HARBOUR QUARTER

The Arrival Point  ·  District  ·  Insula Maior Town

"The Harbour Quarter is where the mainland arrives on the island, and the island has been managing this arrival for nine centuries with the practiced ease of a host who has extended the same welcome so many times that the welcome has become the environment rather than a performance. The exchange hall at the harbour's landward end is the most important building on the island for three days a year and a comfortable, well-maintained empty room for the other three hundred and sixty-two. The harbour itself is modest by Lacusum's standards and precisely adequate by the island's. No one has ever suggested expanding it. No one on the island has seen the point."
— G.C.P.S.A., Descriptio Aethermarchae, 1197 A.P.

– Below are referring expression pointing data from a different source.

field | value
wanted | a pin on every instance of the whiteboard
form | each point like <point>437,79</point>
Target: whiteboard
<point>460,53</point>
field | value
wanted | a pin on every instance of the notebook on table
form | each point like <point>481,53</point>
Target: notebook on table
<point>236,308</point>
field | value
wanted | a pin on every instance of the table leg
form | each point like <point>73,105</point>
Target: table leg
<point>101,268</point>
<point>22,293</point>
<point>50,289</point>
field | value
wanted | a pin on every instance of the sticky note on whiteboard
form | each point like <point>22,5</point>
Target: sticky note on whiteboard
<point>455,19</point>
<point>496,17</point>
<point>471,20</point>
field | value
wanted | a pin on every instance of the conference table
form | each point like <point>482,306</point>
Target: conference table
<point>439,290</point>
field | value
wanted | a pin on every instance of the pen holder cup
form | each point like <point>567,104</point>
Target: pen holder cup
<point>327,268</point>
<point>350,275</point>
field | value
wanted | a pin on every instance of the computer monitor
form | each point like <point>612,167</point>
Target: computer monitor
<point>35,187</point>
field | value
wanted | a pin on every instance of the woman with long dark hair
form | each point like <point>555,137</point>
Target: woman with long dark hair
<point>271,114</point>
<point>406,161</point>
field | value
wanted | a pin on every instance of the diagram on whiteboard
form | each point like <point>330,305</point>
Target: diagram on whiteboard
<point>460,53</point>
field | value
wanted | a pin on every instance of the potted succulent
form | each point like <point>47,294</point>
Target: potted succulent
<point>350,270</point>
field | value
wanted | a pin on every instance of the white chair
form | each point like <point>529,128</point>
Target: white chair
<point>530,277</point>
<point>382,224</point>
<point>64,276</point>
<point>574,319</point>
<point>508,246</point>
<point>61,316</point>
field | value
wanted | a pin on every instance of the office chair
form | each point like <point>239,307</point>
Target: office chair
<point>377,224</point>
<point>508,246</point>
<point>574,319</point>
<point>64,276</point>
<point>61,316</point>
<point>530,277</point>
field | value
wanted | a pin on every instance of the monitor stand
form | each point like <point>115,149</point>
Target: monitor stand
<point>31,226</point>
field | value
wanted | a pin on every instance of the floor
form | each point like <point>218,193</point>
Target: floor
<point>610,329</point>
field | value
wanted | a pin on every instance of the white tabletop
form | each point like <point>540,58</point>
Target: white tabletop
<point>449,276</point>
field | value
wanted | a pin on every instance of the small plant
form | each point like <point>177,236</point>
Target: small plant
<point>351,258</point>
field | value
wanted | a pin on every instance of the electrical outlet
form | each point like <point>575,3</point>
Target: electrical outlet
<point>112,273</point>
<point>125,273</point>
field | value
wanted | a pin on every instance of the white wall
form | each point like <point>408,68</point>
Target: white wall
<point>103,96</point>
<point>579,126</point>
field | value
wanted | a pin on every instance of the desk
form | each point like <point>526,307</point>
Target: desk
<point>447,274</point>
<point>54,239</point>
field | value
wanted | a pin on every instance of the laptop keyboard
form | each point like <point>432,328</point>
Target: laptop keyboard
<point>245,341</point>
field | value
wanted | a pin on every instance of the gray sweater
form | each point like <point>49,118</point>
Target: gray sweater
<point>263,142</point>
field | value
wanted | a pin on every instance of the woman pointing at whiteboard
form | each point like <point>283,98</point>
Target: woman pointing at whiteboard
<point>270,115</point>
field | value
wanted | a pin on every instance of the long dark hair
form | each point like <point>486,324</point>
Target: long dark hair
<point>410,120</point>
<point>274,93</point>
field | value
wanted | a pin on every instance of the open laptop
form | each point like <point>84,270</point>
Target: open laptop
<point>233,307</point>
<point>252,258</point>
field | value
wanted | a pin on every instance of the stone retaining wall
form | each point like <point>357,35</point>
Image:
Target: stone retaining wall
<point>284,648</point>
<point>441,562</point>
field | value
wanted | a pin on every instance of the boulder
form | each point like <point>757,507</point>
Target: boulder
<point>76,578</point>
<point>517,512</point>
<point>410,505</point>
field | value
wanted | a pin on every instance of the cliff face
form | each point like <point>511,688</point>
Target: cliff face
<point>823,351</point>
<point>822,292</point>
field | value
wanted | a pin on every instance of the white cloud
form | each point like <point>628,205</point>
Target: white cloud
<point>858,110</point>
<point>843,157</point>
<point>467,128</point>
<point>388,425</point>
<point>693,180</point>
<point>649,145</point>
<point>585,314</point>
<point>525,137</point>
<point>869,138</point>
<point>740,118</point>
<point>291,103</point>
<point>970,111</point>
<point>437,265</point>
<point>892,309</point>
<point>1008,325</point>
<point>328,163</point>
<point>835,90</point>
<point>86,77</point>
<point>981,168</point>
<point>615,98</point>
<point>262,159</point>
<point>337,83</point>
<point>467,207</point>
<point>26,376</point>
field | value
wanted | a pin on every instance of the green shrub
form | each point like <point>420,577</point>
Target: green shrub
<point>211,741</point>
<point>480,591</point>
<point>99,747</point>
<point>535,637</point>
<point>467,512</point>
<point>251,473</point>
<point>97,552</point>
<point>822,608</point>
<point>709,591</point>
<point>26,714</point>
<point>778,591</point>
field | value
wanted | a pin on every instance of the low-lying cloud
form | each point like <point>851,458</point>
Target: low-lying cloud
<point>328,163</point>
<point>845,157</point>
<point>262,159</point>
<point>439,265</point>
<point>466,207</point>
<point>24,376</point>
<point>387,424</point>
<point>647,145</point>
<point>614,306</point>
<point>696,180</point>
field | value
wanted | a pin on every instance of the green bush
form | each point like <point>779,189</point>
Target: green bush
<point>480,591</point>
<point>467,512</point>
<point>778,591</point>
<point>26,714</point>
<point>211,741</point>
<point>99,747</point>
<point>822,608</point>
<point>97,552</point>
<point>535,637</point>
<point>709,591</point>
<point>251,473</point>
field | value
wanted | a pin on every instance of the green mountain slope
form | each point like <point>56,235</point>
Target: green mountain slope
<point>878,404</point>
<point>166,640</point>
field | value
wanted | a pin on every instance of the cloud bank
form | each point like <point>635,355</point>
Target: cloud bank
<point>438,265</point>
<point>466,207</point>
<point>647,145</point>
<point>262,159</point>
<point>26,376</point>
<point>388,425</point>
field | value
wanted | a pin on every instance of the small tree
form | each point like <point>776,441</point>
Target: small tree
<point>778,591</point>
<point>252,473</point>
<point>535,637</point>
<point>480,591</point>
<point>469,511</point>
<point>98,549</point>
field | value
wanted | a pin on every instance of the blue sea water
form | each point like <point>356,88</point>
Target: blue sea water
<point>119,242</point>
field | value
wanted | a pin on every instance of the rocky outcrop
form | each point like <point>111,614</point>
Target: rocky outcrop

The Harbour Quarter is the town's eastern face — the arrival point for every ship crossing from the mainland, the location of the wine exchange hall, and the district through which the annual exchange session's participants move from the sea to the island's interior. For most of the year it is a working harbour of modest scale, its daily rhythm set by the regular ferry service to Lacusum, the fishing boats working the bay's near-shore grounds, and the small coastal traders that serve the island's provisioning needs. For three days each autumn it becomes the empire's most socially significant commercial venue.

Demographics

Approximately six thousand permanent residents — the harbour workers, the ferry operators, the exchange hall's maintenance staff, the small commercial community that serves arriving visitors, and the residential population of the quarter's streets behind the waterfront. During exchange session, the quarter's transient population triples. The accommodation houses along the harbour front have been doing this calculation annually for nine centuries and have the capacity and the procedures to manage it with the minimum disruption to the permanent residents that long experience makes possible.

History

The harbour has been the island's primary connection to the mainland since the province's incorporation. The exchange hall replaced the open-air session in the fifth century. The ferry service to Lacusum has operated on a regular schedule since the sixth century and has been maintained by the same family of ferry operators since the ninth century. For full chronological detail, see: Annales Mundi.

Points of interest

The harbour square on the morning of the exchange session's second day — the allocation session — is the best place to observe what the session actually is without entering the hall. The senatorial representatives arrive from their accommodation houses to the hall, their manner calibrated between the confidence they maintain in Nova Romae and the specific restraint that the island's social atmosphere enforces on people who want something from it. The island residents who observe this from the harbour front cafes and doorways do so without evident interest. Their lack of interest is entirely genuine and completely communicative.

The guild secretary's administrative office — a modest building at the harbour quarter's northern edge where the harbour road meets the path to the Guild Quarter — is where the harvest report passes on its way to the exchange hall on the morning of the first day. The building's ground floor is the public administrative point for lighthouse posting correspondence and guild certification applications. The upper floor is where Titus Faber Notus keeps the files that he does not discuss with the governor and has not discussed with anyone.

Type
District
Population
~6,000 permanent; triples during exchange session
Location under
Ruling/Owning Rank

Access
Harbour — public.
Exchange hall — credentialled session participants and invited observers.
Guild secretary's office upper floor — guild staff only.